Flutamide is a potent anti-androgen, acting via androgenreceptor antagonism. As such, it is commonly used to treat advanced prostate cancer and hirsutism. Previous studies showed its superiority over finasteride and cyproterone acetate on a daily dose of 250 mg/day however its adverse effects including dose related hepatotoxicity made it less attractive (20, 45). A new prospective cohort study however showed its efficacy on FPHL treatment with higher tolerability and no hepatotoxicity when prescribed at 62.5 mg/day (46). It is still recommended during the early months of treatment to regularly follow up the liver enzymes and stop the treatment if transaminase levels exceed the twice level of normal range (45).
Low-Level Light Therapy
Low-level light therapy (LLLT) was initially used to create cancer in mice but it grew hair instead (47).Later on it was used by the National Aeronautics and Space Administration (NASA) to improve wound healing in space and in 2007, was approved by the FDA as a treatment for hair loss(48). LLLT, as is clear from its’ name, uses low power light (as small as 5mW) in a wavelength varying from 600 nm to 1400 nm. Some studies at 1500nm using different sources of light including IPL, diode laser, long-pulsed alexandrite lasers as well as erbium-glass laser have been tried (24, 49).This range of wavelength is very close to the absorption spectrum of haemoglobin, water and cytochrome C a respiratory chain component (24, 50). It is hypothesized that the light absorbed by cytochrome C mayultimately result in increased ATP production, which may alter cell metabolism(50). In a study on 28 Korean patients, a 1550 nm fractional erbium–glass laser was used for five months to treat FPHL and showed an increase in mean hair density from 100 to 158 / cm2 and increased mean hair thickness from 58 to 75 µm (24). Overall this method is new and larger studies are needed, however, it seems to be effective in some patients (49).

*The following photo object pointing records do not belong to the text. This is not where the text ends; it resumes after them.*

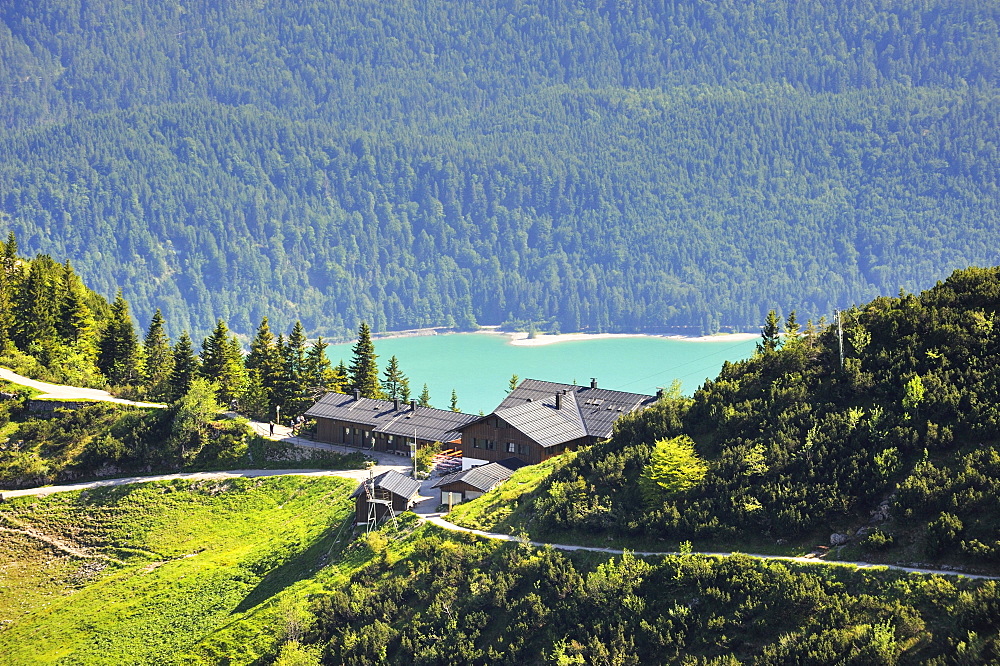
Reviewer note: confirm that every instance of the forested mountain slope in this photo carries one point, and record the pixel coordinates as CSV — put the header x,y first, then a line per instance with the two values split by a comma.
x,y
896,451
589,165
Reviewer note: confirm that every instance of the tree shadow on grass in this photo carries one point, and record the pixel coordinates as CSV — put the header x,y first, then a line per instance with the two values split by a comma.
x,y
299,567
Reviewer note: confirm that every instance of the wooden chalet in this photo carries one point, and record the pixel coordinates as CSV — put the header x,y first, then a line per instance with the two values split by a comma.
x,y
475,481
541,419
391,488
384,425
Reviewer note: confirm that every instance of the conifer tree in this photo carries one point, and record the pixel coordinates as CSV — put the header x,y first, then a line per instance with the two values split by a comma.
x,y
34,306
320,376
395,383
264,357
119,345
512,383
769,334
255,401
8,274
296,357
424,399
340,378
185,366
159,361
75,322
214,352
364,369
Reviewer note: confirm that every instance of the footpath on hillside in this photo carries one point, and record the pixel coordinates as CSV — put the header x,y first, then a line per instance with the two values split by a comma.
x,y
63,392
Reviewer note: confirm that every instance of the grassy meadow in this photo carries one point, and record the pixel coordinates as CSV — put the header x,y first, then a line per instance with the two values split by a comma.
x,y
166,572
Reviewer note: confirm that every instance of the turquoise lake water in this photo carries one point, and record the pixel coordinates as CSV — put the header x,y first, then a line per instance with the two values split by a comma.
x,y
479,365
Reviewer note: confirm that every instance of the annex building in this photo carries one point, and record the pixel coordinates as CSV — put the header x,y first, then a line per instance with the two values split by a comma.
x,y
384,425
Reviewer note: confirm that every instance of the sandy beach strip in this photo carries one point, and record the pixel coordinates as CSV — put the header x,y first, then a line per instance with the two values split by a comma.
x,y
521,339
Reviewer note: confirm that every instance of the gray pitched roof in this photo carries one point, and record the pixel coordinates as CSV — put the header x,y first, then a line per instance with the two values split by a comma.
x,y
394,482
481,477
585,410
436,425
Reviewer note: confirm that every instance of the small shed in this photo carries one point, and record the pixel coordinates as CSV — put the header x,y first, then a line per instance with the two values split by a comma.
x,y
388,489
473,482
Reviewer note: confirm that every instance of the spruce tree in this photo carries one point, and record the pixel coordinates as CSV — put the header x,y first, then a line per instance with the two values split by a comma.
x,y
159,361
264,358
119,355
35,306
75,322
185,366
769,334
364,369
296,357
8,266
395,383
214,352
319,374
424,399
340,378
512,383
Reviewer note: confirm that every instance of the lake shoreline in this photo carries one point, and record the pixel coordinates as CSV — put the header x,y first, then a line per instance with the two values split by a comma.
x,y
522,339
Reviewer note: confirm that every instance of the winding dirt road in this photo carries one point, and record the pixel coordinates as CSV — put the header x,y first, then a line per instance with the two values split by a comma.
x,y
63,392
436,519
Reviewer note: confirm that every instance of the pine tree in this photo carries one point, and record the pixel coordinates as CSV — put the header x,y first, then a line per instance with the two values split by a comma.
x,y
264,357
75,322
364,369
8,284
214,352
159,361
512,383
255,401
233,381
119,355
185,366
340,378
319,374
35,306
395,384
296,357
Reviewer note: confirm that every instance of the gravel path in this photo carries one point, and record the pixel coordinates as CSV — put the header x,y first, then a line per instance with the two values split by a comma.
x,y
62,392
441,522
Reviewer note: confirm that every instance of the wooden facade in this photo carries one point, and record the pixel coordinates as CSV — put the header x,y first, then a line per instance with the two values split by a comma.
x,y
399,505
493,439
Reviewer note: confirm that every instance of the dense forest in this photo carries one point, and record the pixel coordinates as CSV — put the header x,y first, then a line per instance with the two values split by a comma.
x,y
584,166
891,444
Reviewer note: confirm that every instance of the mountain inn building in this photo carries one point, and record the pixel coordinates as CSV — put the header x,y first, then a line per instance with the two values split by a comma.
x,y
536,421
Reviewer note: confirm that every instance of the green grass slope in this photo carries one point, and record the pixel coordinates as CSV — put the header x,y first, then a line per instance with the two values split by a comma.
x,y
169,572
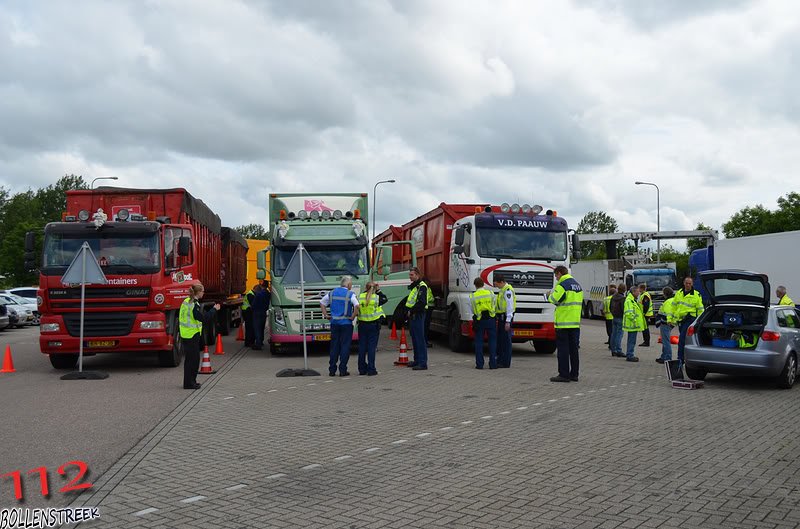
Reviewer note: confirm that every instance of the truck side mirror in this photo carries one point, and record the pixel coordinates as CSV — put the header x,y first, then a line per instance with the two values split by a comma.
x,y
460,237
576,247
184,246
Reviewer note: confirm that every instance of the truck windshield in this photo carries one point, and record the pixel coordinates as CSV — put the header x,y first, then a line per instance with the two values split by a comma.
x,y
655,281
331,261
522,244
129,253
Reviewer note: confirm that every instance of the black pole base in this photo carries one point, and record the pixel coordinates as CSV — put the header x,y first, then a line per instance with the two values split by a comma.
x,y
85,375
289,372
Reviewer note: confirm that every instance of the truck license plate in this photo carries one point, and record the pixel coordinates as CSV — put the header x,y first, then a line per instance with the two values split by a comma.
x,y
102,343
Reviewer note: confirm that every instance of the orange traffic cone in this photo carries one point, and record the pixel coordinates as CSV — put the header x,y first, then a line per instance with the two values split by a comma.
x,y
402,359
205,364
8,362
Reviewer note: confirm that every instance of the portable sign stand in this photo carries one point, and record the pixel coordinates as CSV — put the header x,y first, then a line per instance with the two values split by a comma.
x,y
675,376
296,269
84,270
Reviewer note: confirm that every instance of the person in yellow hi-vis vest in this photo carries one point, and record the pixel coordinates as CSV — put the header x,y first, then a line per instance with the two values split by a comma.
x,y
190,321
482,302
612,289
567,296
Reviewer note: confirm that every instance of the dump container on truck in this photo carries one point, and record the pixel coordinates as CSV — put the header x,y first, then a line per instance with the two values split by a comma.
x,y
151,245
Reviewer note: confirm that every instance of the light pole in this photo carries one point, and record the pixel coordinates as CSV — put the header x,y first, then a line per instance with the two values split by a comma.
x,y
375,209
102,178
658,216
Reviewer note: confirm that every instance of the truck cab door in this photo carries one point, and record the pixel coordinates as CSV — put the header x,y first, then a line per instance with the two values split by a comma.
x,y
390,269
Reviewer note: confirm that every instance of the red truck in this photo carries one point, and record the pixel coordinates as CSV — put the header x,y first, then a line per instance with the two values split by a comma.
x,y
151,245
455,243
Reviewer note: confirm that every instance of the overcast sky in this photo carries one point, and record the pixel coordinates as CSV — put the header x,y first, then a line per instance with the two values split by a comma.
x,y
560,103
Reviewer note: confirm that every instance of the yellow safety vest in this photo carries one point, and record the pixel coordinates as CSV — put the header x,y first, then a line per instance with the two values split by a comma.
x,y
189,326
246,303
568,310
690,304
633,318
482,302
369,311
501,299
649,312
412,296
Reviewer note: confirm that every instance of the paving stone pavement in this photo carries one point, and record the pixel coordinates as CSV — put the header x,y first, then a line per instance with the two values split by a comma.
x,y
462,448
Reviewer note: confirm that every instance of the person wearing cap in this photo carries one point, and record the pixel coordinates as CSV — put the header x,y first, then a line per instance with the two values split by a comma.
x,y
506,304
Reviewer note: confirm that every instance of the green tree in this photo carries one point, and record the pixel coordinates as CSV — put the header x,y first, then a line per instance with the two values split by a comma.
x,y
697,243
253,231
597,222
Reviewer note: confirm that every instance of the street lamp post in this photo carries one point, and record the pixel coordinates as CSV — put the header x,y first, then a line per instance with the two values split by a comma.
x,y
658,216
374,208
102,178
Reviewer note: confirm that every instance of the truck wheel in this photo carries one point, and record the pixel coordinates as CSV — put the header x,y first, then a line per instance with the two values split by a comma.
x,y
172,358
696,373
789,374
457,341
63,361
544,347
224,322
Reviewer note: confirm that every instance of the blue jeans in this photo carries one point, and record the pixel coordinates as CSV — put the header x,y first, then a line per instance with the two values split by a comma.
x,y
684,326
616,335
341,338
482,327
631,344
568,359
368,333
418,340
504,344
666,347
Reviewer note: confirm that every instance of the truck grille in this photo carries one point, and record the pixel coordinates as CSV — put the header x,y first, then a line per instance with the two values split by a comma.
x,y
70,298
519,279
100,324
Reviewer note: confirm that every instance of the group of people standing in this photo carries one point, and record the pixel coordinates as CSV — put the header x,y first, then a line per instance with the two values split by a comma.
x,y
629,310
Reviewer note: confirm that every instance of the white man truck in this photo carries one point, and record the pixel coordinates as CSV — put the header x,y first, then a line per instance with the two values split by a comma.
x,y
455,243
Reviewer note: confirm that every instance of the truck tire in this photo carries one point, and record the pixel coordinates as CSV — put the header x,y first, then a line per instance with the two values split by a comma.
x,y
457,341
788,376
543,347
172,358
60,361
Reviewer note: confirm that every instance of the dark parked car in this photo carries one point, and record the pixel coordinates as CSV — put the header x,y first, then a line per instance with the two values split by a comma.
x,y
740,333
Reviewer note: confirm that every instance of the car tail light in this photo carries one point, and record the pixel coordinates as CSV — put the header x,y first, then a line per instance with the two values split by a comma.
x,y
770,336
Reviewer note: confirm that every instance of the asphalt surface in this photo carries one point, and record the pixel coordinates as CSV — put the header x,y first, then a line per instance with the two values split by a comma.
x,y
49,422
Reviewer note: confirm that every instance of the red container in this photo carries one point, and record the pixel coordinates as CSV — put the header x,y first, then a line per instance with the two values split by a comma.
x,y
431,233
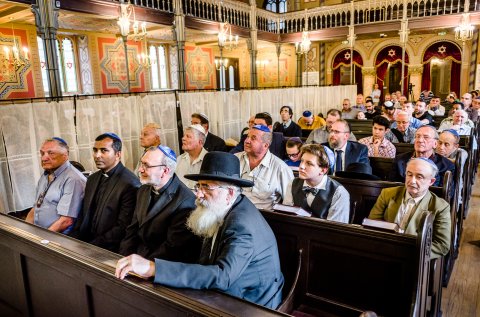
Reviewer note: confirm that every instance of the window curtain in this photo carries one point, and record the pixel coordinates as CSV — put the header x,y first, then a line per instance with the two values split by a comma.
x,y
443,50
389,55
343,58
24,127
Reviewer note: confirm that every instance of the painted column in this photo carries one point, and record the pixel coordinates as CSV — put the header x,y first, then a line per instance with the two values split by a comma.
x,y
415,72
46,21
179,36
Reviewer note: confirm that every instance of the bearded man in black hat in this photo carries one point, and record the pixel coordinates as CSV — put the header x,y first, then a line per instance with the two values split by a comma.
x,y
239,245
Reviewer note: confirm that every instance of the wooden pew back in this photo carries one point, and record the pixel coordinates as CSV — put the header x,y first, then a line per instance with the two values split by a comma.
x,y
347,269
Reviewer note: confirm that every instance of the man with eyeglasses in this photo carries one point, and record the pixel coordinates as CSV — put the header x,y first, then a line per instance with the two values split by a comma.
x,y
347,111
60,189
405,205
424,146
402,132
346,152
191,160
239,254
269,174
158,228
110,196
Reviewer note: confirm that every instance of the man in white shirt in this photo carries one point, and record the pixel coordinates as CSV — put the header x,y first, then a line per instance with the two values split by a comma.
x,y
405,205
269,174
190,161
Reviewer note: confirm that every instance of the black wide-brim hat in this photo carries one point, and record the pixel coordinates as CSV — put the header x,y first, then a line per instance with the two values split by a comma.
x,y
358,171
220,166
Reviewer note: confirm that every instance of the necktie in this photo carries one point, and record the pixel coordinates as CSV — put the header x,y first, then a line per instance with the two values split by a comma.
x,y
338,161
405,212
308,189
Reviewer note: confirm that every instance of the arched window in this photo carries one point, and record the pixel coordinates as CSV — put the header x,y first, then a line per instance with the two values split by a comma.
x,y
158,69
67,63
43,65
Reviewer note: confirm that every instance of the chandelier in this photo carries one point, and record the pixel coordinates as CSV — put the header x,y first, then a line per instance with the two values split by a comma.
x,y
139,30
225,37
464,32
221,63
15,58
304,46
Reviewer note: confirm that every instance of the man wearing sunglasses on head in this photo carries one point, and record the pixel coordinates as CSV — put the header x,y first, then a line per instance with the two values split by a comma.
x,y
158,228
60,189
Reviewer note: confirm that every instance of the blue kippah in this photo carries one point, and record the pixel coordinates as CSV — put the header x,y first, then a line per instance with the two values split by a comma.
x,y
453,131
261,127
168,152
113,136
56,138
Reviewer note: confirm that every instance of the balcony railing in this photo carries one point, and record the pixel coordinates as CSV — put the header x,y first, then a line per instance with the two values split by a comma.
x,y
363,12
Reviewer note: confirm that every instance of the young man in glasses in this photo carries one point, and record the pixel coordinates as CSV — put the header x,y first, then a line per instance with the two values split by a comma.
x,y
59,191
158,228
239,254
110,196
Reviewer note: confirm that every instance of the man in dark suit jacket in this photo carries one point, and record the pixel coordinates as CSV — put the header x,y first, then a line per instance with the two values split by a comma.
x,y
239,254
287,127
277,147
346,152
158,228
212,142
110,196
425,143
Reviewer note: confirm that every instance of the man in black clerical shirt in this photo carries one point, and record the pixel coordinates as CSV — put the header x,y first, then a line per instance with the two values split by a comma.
x,y
110,197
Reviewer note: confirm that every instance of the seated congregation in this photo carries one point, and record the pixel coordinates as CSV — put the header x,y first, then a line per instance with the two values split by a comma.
x,y
205,219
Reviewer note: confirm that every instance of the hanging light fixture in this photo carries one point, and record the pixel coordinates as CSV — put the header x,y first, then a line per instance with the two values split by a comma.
x,y
464,32
304,46
225,37
13,56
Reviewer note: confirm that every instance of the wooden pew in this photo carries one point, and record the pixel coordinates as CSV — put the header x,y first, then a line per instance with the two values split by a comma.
x,y
49,274
347,269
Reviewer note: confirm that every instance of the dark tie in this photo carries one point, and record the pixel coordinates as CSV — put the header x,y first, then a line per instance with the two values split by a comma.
x,y
338,161
308,189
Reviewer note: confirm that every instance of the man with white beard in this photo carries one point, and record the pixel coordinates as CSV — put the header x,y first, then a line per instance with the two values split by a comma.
x,y
239,245
158,227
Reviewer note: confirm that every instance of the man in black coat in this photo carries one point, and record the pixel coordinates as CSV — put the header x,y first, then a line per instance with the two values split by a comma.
x,y
346,152
212,142
287,127
110,197
158,228
239,254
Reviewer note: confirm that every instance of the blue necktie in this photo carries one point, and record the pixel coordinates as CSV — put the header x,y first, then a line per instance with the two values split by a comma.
x,y
338,161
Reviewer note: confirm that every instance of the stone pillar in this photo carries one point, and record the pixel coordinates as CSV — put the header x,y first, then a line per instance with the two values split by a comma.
x,y
415,73
46,21
179,36
369,75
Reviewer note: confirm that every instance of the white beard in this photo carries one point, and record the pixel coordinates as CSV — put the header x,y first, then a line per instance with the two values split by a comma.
x,y
207,218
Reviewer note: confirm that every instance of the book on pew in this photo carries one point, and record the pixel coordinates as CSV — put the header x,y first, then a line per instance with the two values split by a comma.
x,y
291,210
380,225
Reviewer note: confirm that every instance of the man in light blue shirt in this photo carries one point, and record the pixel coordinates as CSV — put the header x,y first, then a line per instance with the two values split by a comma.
x,y
60,189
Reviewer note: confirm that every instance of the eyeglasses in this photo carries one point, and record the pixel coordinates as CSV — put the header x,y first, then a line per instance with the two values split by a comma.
x,y
293,155
338,132
146,166
425,137
206,188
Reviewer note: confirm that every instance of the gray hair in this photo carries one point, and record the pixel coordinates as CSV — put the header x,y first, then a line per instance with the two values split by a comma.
x,y
198,135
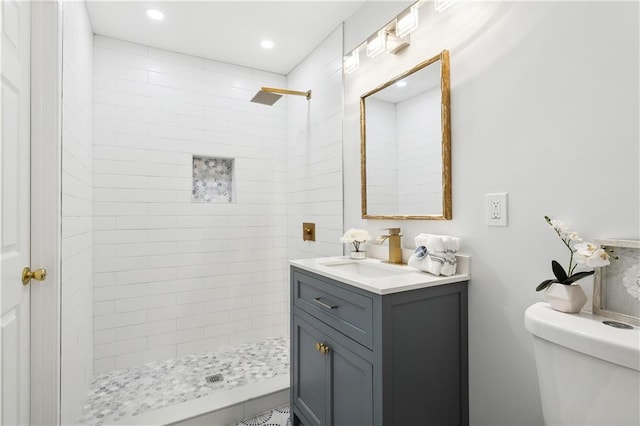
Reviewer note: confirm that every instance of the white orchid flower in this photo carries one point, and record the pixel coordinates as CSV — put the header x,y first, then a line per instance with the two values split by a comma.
x,y
559,226
586,248
573,236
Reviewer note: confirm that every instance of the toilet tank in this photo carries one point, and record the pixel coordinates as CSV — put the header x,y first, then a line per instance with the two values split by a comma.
x,y
589,372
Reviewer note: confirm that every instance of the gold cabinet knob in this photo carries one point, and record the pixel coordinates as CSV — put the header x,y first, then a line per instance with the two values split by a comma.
x,y
322,348
325,350
28,275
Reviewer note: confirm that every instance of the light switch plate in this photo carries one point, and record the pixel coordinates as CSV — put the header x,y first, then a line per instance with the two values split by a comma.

This is a surgical treatment with more visible outcomes and can be very successful in women with good occipital donor hair. Some clinicians keep this as a last resort though it should be considered as a possible part of the treatment strategy in more severe cases right from the beginning. Even for women who are on topical and systemic medication, hair transplants can be used to improve the outcome while continuing medical treatment can help to keep the transplanted hair in place longer and also slow down the hair loss in other areas.
Cell Therapy/Follicular Cell Implantation is also potentially a novel treatment that uses stem cells in the hair follicle to grow hairs in culture and reimplant them to the scalp. Currently being researched, if successful, this method is going to be the ultimate treatment of hair loss (32).